It is looking like we may be showing late this summer, if not, then early next year. Have I mentioned that this goofy mare runs though the yard and jumps stuff? It is ridiculous. Scary, as well, when she decides to jump a muddy on both sides ditch after it rains. 

Well I have stuff to do, good luck and a great day to you all.


----------



## Trying Again (Mar 8, 2015)

Well ouch. I rode last week but I have no clue whatsoever what happened. Got busy and never wrote it down, didn't have time to ride Monday, wasn't a very god day, hacked out for around fifteen minutes yesterday. 

Okay, I had my few days, time for some new rules. 
One: Remember that riding time is MY time, that is why it is in the morning, no children needing math homework help, no one hungry before a meal, I need to remember to enjoy riding. 

Two: Write it down as soon as possible, before animals are fed. 

Now, on to goals and plans.

The weekly plan:
Sunday: Rest
Monday: Jumping
Tuesday: Dressage/Heavy work
Wednesday: Hack/Rest
Thursday: Heavy work, lunge lesson
Friday: Dressage
Saturday: Jumping, lunge lesson

Warm up is usually a hack away from where we train.
Heavy work refers cross country and distance work. 
If she is full of jumping beans and cannot focus we will hack out instead, working on stop, go and turn. 

Sundays I will put together our weekly goals, on the last day of the month our monthly ones. 
I am thinking two to five weekly goals, and five monthly goals. 

These are yet to be assigned to a list, but I do not want to forget them. 
Start cantering her. It is just like when I brought her back into trot, I was nervous because she had a history of bolting, she was worried because she used to be stopped every time she tried to trot and she throws herself into the trot so instantly I would tense up, now we trot everyday, and if she sees her baby (she adopted a goat, more on this one later) and starts napping I know she can be brought out of it. 
Be sure not pull on her mouth when she lengthens or during upward transitions. I have gotten very good at this, and now our halts have become much better. 
Ride in that western saddle twice a week. There is no need to to shy away from it, I have had no bolting issues and I know I can get out of it just as fast if need be.
Improve trot in said saddle. I can trot bareback much better. 
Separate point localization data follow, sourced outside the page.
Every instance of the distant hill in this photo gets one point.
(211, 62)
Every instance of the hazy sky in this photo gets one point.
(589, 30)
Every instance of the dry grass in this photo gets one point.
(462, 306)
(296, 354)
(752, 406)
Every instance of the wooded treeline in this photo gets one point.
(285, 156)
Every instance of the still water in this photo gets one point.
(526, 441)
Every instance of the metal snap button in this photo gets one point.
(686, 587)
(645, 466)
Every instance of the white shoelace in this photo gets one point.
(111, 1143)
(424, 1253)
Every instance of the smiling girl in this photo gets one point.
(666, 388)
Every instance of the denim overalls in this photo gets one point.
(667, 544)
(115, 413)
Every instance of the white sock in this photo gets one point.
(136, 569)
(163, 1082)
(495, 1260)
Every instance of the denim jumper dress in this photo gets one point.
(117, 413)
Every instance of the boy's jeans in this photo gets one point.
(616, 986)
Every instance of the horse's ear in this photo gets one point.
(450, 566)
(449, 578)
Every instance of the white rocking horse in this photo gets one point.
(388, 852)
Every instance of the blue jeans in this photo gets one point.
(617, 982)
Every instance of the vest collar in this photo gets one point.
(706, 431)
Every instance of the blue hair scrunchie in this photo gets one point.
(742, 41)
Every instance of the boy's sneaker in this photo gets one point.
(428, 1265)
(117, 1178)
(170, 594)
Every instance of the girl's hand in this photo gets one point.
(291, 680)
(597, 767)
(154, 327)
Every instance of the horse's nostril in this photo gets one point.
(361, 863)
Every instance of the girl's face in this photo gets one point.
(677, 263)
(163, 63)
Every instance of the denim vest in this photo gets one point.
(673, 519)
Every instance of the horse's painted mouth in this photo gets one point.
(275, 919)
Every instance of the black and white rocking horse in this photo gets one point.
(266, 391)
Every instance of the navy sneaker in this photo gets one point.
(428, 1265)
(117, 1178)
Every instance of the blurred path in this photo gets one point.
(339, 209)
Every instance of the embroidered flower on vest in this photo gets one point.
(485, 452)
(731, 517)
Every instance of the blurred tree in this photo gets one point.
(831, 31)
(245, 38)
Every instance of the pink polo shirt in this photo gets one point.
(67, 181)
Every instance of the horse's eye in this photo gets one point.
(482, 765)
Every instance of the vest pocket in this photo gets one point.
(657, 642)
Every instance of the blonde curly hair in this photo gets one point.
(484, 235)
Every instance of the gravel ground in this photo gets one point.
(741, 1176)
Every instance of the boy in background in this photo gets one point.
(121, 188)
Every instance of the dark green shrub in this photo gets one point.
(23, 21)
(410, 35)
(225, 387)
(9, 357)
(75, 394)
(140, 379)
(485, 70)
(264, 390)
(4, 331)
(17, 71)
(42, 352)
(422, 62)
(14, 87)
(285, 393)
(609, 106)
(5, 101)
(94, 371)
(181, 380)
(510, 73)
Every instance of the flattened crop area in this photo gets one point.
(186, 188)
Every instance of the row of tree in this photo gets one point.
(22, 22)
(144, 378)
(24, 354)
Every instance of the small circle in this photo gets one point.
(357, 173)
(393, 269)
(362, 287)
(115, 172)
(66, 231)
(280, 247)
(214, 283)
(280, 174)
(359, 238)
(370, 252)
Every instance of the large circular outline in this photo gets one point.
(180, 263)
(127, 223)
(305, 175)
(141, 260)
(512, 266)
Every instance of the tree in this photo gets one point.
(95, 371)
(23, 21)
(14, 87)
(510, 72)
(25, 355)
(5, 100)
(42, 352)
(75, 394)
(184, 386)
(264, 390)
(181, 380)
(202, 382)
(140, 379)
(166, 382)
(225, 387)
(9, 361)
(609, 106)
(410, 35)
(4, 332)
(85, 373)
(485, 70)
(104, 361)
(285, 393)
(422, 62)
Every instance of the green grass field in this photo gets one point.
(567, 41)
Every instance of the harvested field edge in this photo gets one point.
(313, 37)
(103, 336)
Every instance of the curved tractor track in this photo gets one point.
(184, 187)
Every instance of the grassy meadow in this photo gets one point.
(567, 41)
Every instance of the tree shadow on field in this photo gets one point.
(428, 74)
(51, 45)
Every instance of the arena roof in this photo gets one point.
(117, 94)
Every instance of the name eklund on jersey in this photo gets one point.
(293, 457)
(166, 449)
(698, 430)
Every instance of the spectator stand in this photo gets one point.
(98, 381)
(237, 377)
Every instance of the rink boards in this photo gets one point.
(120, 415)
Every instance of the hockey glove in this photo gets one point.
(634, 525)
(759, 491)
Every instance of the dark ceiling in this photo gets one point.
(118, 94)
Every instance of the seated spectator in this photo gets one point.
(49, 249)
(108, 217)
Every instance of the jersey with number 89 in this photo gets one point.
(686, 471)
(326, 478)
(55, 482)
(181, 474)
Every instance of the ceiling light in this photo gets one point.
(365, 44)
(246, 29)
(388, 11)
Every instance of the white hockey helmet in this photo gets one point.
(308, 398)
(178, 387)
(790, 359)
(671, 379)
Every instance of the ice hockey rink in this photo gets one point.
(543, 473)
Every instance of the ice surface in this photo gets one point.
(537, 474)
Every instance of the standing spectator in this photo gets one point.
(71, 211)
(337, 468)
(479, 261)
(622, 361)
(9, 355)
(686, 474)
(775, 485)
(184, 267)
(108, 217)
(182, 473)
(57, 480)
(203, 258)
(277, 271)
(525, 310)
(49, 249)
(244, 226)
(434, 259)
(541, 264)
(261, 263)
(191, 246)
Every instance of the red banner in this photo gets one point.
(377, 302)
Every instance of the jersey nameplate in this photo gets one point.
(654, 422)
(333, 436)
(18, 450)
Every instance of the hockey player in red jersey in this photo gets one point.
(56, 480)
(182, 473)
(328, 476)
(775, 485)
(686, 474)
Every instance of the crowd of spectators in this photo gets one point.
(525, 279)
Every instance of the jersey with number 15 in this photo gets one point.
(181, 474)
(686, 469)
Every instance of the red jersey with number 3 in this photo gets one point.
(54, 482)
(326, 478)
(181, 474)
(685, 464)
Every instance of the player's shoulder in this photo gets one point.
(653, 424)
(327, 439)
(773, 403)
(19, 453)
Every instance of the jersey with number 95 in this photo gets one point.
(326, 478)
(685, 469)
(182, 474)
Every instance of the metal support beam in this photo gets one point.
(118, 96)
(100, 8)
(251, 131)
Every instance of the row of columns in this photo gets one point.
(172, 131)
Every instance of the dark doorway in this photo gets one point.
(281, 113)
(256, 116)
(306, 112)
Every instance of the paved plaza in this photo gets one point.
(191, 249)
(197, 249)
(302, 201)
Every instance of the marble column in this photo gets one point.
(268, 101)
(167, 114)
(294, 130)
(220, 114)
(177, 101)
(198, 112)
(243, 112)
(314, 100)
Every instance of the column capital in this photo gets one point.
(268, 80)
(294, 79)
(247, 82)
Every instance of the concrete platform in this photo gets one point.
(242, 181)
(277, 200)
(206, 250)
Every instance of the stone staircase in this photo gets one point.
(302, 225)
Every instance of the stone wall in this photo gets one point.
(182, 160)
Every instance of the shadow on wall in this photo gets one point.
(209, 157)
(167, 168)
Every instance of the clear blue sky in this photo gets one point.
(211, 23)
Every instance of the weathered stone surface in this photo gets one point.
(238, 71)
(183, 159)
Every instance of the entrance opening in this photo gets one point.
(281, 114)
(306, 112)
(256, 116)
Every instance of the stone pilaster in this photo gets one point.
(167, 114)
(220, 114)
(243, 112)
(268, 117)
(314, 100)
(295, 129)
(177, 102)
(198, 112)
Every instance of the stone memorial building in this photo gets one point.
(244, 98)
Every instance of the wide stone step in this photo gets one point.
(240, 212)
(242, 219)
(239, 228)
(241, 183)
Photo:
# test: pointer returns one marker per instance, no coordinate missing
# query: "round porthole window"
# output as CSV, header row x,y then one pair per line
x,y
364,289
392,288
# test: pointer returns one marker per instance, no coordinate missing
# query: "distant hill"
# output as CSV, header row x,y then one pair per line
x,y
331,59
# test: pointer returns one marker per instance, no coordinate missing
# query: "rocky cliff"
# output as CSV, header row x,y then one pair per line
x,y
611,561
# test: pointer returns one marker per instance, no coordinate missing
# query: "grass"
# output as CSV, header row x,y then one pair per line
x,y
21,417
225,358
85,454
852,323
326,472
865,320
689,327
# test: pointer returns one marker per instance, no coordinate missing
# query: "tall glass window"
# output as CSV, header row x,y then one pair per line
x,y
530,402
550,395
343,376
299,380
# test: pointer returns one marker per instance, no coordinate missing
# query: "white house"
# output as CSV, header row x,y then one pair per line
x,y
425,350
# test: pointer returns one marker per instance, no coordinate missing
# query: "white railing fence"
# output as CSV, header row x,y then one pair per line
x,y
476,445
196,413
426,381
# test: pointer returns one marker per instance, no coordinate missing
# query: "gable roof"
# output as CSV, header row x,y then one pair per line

Now onto things we have gotten done:
We got forward, but started losing the halt. So I started making sure that my hands always went with her mouth freely, then I started closing my hands and slowing them down just enough to bump her mouth for four strides before saying "woah" softly and stopping movement. Yesterday, though we only rode a little bit but by the time we headed back she was stopping before the woah, about two strides after I slowed movement. Even heading to the gate, where she would usually speed up and require around ten minutes of circles and halts to calm and get responsive before we could go. 
Instead of shutting down when she sees her baby (the goat), she can now ride away from her without calling and trying to look back. 

Well, it is getting late. Places to go, things to do. Have a great day.


----------



## Trying Again (Mar 8, 2015)

Well, we are not even going into what happened though the end of last week, besides I've forgot most of it. Monday, well was Monday, trash day, start of the week, and it has been raining and raining, all the struggles of trying to keep animals dry and healthy. Still raining, was dry most of yesterday though, well you know, no rain, just mud. And mud. Rode a bit yesterday, dear short stirrups oh how my knees hate thee. We got some nice circles. It was raining rather hard when I awoke, it has quit now, though it is Wednesday and I have children to teach, bible study, and music lessons this afternoon so if it is too wet when I go out around seven then I won't be riding today.


----------



## Trying Again (Mar 8, 2015)

It is Monday. And I am trying to pull everything together. Hello world. 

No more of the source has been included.